If you’re like me, you want to choose the best dog for your family. I knew I needed an energetic dog for my lively crew so I narrowed it down to Husky vs German Shepherd.
These two breeds are excellent choices and offer many great benefits. To narrow it down, I considered their appearances, personalities, interactions with families, and overall health.
German Shepherds and Huskies have very different appearances. German Shepherds tend to be the larger of the two, weighing in at 50 to 90 pounds to the Husky’s 35 to 65 pounds.
They also measure 22 to 26 inches from paw to shoulder while the Husky only measures 20 to 23 ½ inches.
The German Shepherd is much longer than it is tall, while the Husky is more proportionate and compact. Additionally, this breed has more muscles, which makes up for its higher weight class.
Both breeds feature a fluffy double coat, which is known for keeping them warm in the German and Arctic climates. The traditional coloring of the German Shepherd is black and tan, although there are ten other recognized colors. The Husky is traditionally white and gray but is recognized in nine total colors. The Husky typically has a much fluffier coat.
The Husky typically has blue eyes but may have different colored eyes while the German Shepherd will almost always have dark-colored eyes. Their tails are both long and thick but when the Husky is alert, its tail curls up its back.
Huskies are well-known for being intelligent and independent while being very affectionate. However, they are not a needy type of dog. They have an excellent ability to learn but can be very naughty, making them best for capable dog owners.

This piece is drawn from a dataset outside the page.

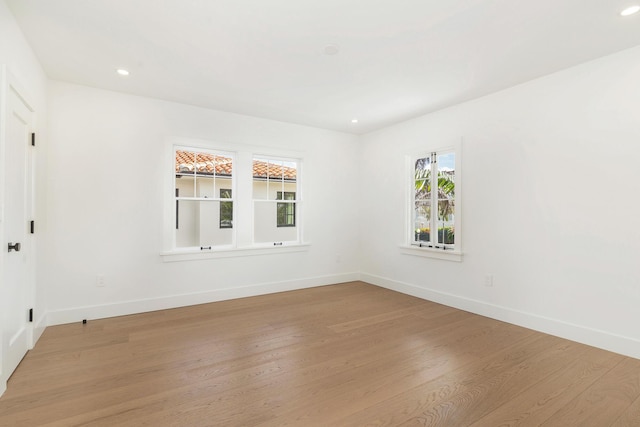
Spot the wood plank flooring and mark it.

Known for being pack dogs, Huskies need an owner who can be a leader. They are also escape artists and will attempt to wander from the home at any given opportunity.
German Shepherds are also very intelligent; however, they are much easier to train. They also enjoy having a job to do so they are frequently used as service animals or in service fields, like the army.
Huskies are very friendly and, unlike German Shepherds, do not make good watchdogs. Both dogs need a lot of exercise or negative behaviors will start to emerge. Huskies are prone to digging and may tear up your garden while German Shepherds are known for chewing.
Huskies are great family pets and are excellent with children. They are great in multi-dog households; however, if you want to raise one in a multi-pet household with smaller pets, you will need to integrate them at a very young age to overpower the natural urge to hunt.
German Shepherds, on the other hand, benefit greatly from early exposure to young children. Doing this makes them great family pets who become gentle and protective. Like Huskies, they have to be integrated into a multi-pet household at a very young age.
Huskies have an average lifespan of 12 to 14 years. They are most commonly prone to having cataracts and hip dysplasia.
German Shepherds, however, live a shorter time at 7 to 10 years. They are known for experiencing several health problems, including elbow dysplasia, myelopathy, hip dysplasia, and bloat.
What Is Easier to Train, Husky Or German Shepherd?
German Shepherds can be trained to do nearly anything and can work in a variety of fields. In addition to learning basic commands, they are more than capable of learning complex procedures. Socialization will need to be done at an early age.
Huskies, on the other hand, need the leadership that comes from training. They require physical and mental stimulation to keep them busy and out of trouble. However, they are harder to train than German Shepherds as they are more mischievous.
Do German Shepherds Make Good First Dogs?
German Shepherds are intelligent, obedient, and energetic, making them perfect for a first-time dog. They are also highly tolerant and very affectionate. They are patient, forming strong bonds with your family. Highly active, they will keep up with your active lifestyle.
Choosing a new dog can be a lot of fun because of all the puppies you get to interact with along the way. However, when it comes down to choosing a Husky vs German Shepherd, it’s a very serious decision to make.
You will need to consider how the dog is going to interact with your family, what its health is going to be like, what kind of personality it will have, and what kind of look you want it to have. Once you make your decision, you will have a very rewarding experience.